# Algorithms implemented¶

Most methods aim to learn a common representation space for source and target domain, splitting the classical end-to-end deep neural network into a feature extractor with parameters \(\Phi\) and a task classifier with parameters \(\theta_y\). Alignment between source and target feature distributions is obtained by adding an alignment term \(L_d\) to the usual task loss \(L_c\):

\(L = L_c + \lambda \cdot L_d\)

This alignment term is controlled by a parameter \(\lambda\) which grows from 0 to 1 during learning. Some algorithms use a third network with parameters \(\theta_d\) to parameterize the aligment term \(L_d\).

A typical algorithm may thus be represented with 2 or 3 blocks as in the figure below:

Three types of alignment terms are implemented in ADA, leading to 3 families of methods:

- Adversarial methods, similar to DANN, use a so-called domain classifier with parameters θd as an adversary to align the features,
- Optimal-transport based methods, in which the domain classifier, called a critic, is trained to minimize the divergence between the source and target feature distributions,
- Kernel-based methods, which minimize the maximum mean discrepancy in the kernel space to align features.

## DANN-like methods¶

The common part of these methods is that they all use a gradient-reversal layer as described in the DANN paper.
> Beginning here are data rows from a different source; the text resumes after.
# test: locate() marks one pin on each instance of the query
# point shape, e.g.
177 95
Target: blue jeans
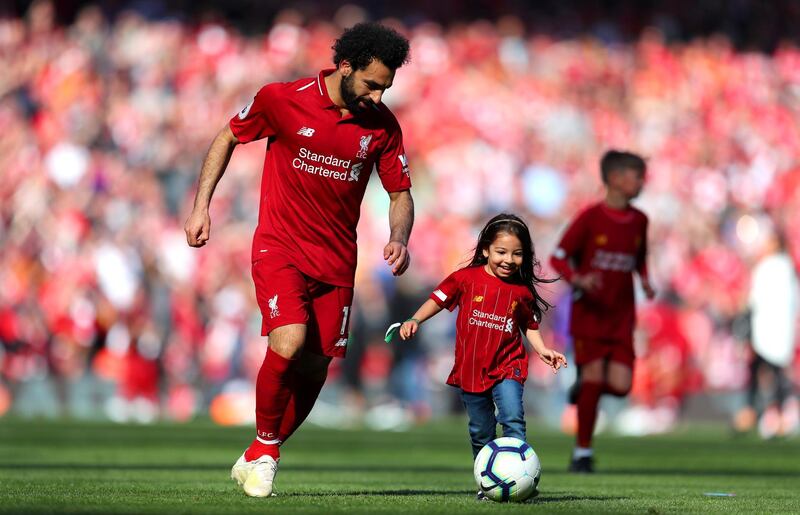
506 396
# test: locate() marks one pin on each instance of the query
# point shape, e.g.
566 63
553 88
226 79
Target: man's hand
396 255
587 282
198 228
553 359
649 292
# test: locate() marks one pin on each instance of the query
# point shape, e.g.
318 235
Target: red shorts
287 296
588 350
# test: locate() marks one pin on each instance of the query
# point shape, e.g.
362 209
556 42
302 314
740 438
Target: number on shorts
345 313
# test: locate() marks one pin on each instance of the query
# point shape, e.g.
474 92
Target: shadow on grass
699 472
363 493
558 497
169 467
226 466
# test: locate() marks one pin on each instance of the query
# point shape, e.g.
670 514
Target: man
325 135
598 255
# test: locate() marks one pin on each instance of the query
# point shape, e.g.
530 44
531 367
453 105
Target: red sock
304 395
258 449
273 390
588 399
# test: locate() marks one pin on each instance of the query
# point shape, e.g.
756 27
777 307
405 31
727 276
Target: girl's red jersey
491 315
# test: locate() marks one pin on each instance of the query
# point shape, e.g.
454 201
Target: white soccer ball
508 469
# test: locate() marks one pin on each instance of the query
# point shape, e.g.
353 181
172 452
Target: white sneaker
258 482
241 469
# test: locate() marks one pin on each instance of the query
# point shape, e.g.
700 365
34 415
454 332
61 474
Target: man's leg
619 379
307 381
507 395
256 468
274 388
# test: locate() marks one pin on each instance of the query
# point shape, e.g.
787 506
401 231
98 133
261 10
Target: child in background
598 255
497 299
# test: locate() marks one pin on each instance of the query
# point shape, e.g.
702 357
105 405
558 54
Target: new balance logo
355 172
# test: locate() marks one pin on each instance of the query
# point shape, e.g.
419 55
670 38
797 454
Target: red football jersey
316 170
611 243
491 313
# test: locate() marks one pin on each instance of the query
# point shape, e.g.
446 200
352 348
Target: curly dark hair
363 42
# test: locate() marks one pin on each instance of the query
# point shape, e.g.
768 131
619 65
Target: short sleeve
256 120
571 245
392 164
448 293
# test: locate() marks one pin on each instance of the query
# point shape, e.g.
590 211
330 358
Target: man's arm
198 225
401 219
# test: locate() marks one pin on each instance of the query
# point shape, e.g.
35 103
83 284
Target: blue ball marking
488 472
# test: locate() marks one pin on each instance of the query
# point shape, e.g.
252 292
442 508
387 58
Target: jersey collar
322 89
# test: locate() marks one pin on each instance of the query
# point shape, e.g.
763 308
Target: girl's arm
553 358
410 326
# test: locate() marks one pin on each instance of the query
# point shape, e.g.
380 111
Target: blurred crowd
105 309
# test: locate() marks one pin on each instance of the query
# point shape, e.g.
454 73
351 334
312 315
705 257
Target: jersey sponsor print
491 315
316 170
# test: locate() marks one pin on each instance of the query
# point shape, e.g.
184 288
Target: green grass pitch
68 467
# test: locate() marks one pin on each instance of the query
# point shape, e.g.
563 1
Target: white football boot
241 469
258 482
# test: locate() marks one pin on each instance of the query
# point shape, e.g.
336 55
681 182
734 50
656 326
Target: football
508 470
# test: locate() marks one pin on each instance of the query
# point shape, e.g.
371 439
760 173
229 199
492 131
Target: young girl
497 298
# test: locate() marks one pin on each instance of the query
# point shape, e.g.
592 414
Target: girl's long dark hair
513 224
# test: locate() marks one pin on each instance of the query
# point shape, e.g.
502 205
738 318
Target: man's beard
349 97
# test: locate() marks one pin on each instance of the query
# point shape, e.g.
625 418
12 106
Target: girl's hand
554 359
409 329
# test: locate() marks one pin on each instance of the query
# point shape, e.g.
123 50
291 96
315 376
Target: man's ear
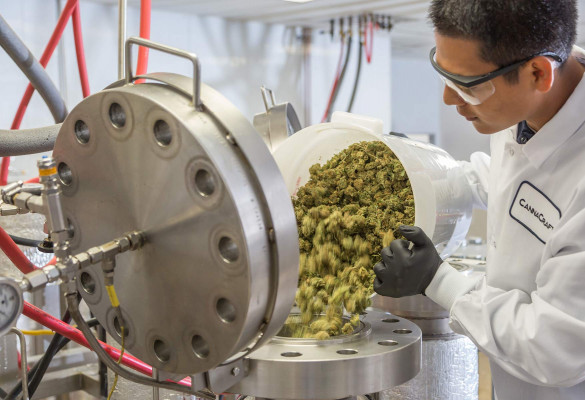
542 73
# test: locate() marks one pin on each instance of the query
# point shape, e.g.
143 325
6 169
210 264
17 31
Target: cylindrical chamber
442 195
220 261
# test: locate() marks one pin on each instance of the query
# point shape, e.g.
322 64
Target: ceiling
411 36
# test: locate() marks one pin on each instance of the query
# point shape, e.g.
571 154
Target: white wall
414 97
236 57
417 107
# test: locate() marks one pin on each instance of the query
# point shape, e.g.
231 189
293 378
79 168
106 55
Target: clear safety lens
474 95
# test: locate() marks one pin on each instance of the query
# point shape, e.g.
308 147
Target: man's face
506 107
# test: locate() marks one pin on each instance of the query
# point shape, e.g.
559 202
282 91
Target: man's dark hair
509 30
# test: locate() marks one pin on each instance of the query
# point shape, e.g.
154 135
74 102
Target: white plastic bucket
442 196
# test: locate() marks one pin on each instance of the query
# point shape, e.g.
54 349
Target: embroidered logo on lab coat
535 211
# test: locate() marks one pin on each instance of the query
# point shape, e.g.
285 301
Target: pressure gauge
10 304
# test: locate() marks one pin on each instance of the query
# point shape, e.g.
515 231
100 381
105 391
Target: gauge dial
10 304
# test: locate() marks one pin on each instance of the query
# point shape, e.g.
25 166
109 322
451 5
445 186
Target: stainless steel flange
218 272
384 352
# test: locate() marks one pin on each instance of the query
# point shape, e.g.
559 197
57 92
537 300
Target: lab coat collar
558 130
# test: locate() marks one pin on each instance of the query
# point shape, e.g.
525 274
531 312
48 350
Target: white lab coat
528 313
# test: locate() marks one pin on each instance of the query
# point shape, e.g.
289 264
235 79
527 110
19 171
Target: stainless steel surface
170 50
219 225
23 362
70 380
73 306
418 306
449 372
386 356
278 122
222 378
122 7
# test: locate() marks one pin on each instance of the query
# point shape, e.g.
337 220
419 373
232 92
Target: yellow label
47 172
113 296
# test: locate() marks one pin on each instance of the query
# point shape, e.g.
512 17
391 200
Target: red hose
78 37
53 42
75 335
141 67
369 48
335 82
14 253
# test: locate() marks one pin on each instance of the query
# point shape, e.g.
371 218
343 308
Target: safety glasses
477 89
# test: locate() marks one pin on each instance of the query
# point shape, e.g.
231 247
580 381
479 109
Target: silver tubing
73 305
28 141
33 70
122 7
169 50
23 362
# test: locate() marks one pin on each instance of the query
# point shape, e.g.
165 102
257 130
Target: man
510 68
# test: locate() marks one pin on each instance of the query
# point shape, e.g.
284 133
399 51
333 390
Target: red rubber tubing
145 11
336 82
369 46
75 335
79 51
14 253
53 42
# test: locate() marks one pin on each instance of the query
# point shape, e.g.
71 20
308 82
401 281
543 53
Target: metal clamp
170 50
23 362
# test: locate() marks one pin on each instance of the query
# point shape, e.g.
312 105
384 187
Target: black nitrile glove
404 272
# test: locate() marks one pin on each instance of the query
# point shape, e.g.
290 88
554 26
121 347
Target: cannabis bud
350 209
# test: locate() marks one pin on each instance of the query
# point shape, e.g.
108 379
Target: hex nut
84 260
37 279
53 273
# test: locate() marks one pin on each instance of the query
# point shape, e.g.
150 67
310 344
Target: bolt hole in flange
65 174
291 354
82 132
226 310
162 351
347 352
117 115
388 343
200 347
118 328
228 249
204 183
88 283
162 133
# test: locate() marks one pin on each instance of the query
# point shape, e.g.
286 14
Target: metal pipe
73 305
28 141
23 362
33 70
122 7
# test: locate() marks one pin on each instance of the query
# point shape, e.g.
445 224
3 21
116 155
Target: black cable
341 76
45 361
25 241
37 372
357 77
103 370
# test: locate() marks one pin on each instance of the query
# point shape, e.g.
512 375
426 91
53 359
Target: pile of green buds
350 209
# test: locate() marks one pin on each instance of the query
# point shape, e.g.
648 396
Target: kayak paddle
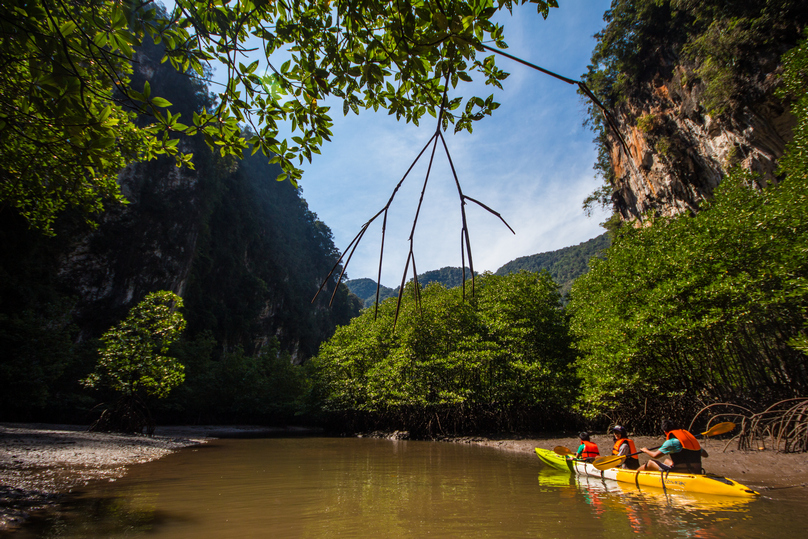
604 463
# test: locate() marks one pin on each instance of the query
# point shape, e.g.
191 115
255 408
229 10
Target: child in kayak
682 449
587 450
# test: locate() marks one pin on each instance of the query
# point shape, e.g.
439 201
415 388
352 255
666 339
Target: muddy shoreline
39 464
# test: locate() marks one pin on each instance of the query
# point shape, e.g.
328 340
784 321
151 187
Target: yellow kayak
682 482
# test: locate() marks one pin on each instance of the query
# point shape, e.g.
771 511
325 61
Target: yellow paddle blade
561 450
719 428
604 463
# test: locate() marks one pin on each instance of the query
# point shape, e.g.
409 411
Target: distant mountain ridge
565 265
365 288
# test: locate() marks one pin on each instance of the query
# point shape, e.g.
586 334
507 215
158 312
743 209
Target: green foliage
235 387
134 354
564 265
69 97
506 350
365 289
706 308
730 46
647 123
699 307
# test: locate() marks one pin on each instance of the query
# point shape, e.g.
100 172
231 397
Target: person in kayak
683 451
587 450
624 447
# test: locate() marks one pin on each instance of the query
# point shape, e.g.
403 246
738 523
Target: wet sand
762 470
41 463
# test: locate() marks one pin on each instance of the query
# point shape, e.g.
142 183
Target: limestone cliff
691 87
678 153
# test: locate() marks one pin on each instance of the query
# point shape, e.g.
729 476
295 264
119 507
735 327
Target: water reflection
320 487
645 510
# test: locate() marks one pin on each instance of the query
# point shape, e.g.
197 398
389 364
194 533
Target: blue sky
531 161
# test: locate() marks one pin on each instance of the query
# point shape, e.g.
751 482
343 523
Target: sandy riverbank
761 470
40 463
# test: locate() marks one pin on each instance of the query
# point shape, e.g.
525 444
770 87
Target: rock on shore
39 463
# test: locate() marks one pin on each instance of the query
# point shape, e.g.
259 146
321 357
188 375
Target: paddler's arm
653 454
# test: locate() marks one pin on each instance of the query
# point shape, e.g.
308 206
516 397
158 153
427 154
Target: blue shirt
671 446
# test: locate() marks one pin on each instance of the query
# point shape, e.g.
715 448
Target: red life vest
689 458
590 450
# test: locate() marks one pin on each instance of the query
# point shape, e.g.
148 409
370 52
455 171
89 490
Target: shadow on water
325 487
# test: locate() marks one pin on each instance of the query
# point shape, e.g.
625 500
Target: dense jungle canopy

- DANN architecture from Ganin, Yaroslav, et al. “Domain-adversarial training of neural networks.” The Journal of Machine Learning Research (2016) https://arxiv.org/abs/1505.07818
- CDAN: Long, Mingsheng, et al. “Conditional adversarial domain adaptation.” Advances in Neural Information Processing Systems. 2018. https://papers.nips.cc/paper/7436-conditional-adversarial-domain-adaptation.pdf
- and its variant CDAN-E (with entropy weighting).

- FSDANN: a naive adaptation of DANN to the fewshot setting (using known target labels in the task loss)
- MME: Saito, Kuniaki, et al. “Semi-supervised domain adaptation via minimax entropy.” Proceedings of the IEEE International Conference on Computer Vision. 2019 https://arxiv.org/pdf/1904.06487.pdf
- this method uses the GRL layer on the entropy of the task classifier output for target samples.

## Optimal transport methods¶

Currently WDGRL is implemented, as described in Shen, Jian, et al. “Wasserstein distance guided representation learning for domain adaptation.” Thirty-Second AAAI Conference on Artificial Intelligence. 2018. https://arxiv.org/pdf/1707.01217.pdf

Its variant WDGRLMod better fits the pytorch-lightning patterns. The difference is that the critic is optimized on k_critic different batches instead of k_critic times on the same batch.

- When the beta_ratio parameter is not zero, both these method also implement their asymmetric ($beta$) variant described in:
- Wu, Yifan, et al. “Domain adaptation with asymmetrically-relaxed distribution alignment.” ICML (2019) https://arxiv.org/pdf/1903.01689.pdf

## MMD-based methods¶

- DAN
- Long, Mingsheng, et al. “Learning Transferable Features with Deep Adaptation Networks.” International Conference on Machine Learning. 2015. http://proceedings.mlr.press/v37/long15.pdf

- JAN
- Long, Mingsheng, et al. “Deep transfer learning with joint adaptation networks.” International Conference on Machine Learning, 2017. https://arxiv.org/pdf/1605.06636.pdf

Both these methods have been implemented based on the authors code at https://github.com/thuml/Xlearn.

## Implementation¶

The classes for the unsupervised domain architectures are organised like this, where each arrow denotes inheritance:

Most methods may be implemented by just writing the forward pass and the `compute_loss`

method, which should return the
two components \(L_c\) and \(L_d\), as well as the metrics to use for logging and evaluation.